Ein Beispiel wäre hier zu finden, oder auch hier!

_________________________________________________

4. Zusammenfassung "Wie soll ein Thread aussehen"

Natürlich gibt es Fehler, wo die Hardware irrelevant ist.
Aber tut es weh, sie aufzuzählen? Nein.
Und unter Umständen kann euch dann einfacher geholfen werden.

Außerdem brauchen wir genaue Fehlerbeschreibungen, am besten mit Screenshots.

Dann klappts auch mitm Nachbarn! 


			Dieser Inhalt steht nur eingeloggten Mitgliedern zur Verfügung.
        




_________________________________________________


5. "How to" einen Screenshot mit Windows Boardmitteln machen

Falls das noch fraglich sein sollte, hier eine Kurzanleitung.
Einfach in dem Moment, in dem auf dem Monitor das steht, von dem ihr einen Screenshot haben wollt,
die Taste "Druck" drücken. Die ist auf der normalen deutschen Tastatur recht weit oben rechts.
(ganz oben rechts ist Pause, daneben Rollen und dann kommt schon Druck)
Nun öffnet ihr MS Paint oder ein Grafikprogramm eurer Wahl.
Nun Strg+V oder alternativ Bearbeiten > Einfügen und voila, euer screenshot kann gespeichert werden.
Bei Bedarf noch rausschneiden, was ihr haben wollt und was nicht.

Zusammenfassung



			
				How schrieb:
			
		

> 1) "Druck" drücken
> 2) MS Paint öffnen
> 3) Strg+V
> 4) Speichern > fertig!



_________________________________________________

Danke fürs Lesen!
Jetzt auf gehts, Problem posten, wir helfen gerne!!  

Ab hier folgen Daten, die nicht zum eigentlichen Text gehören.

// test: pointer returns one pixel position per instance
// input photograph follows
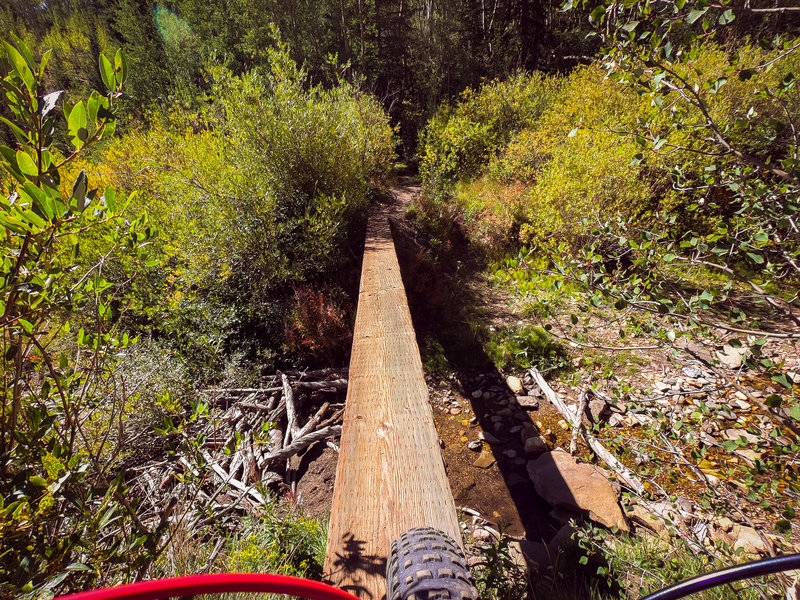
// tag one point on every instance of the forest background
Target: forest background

			Dieser Inhalt steht nur eingeloggten Mitgliedern zur Verfügung.


----------



## eMJay (8. August 2008)

/Sticky


----------



## xFraqx (8. August 2008)

Sehr gut , aber machs noch etwas übersichtlicher bitte.


----------



## claet (8. August 2008)

bin mal so frei und hänge nen /push post unten ran damit es bei euch als neu angezeigt wird und ich nen kommentar dazu bekommen

danke für euer verständnis 


			Dieser Inhalt steht nur eingeloggten Mitgliedern zur Verfügung.


----------



## Einsam (8. August 2008)

na dan ich finde das hir so genial das ich es gleich weiter rauf schiebe



/sticky


----------



## poTTo (8. August 2008)

Sauber Claet, ich finds gut und vote for /sticky

thx
poTTo


----------



## -bloodberry- (8. August 2008)

Ich bin gerne gewillt, das oben anzupinnen, wenn es ein bisschen schöner und übersichtlicher ist.
Farben und Schriftgrößen helfen da weiter, am besten auch noch mit einer vernünftigen Gliederung.
Sieh dir doch mal meine Gesamtübersicht HDRO an, da habe ich versucht, mit Hilfe von verschiedenen Farben und Schriftgrößen etwas Struktur reinzubringen.
Das ist sicher nicht die perfekte Lösung, aber kann dir als Idee dienen, wie man das hier umsetzen kann.
Giftgrün auf dem hellen Foren-Hintergrund kommt z.B. nicht so gut. :>

Vielleicht noch ein paar Beispielthreads verlinken für "gut gemacht" und "schlecht gemacht".


----------



## Asoriel (8. August 2008)

schön gemacht, aber es wäre evtl. übersichtlicher wenn du das "blablabla" durch ein einfaches XY oder so ersetzt, da hats ja einige Alternativen.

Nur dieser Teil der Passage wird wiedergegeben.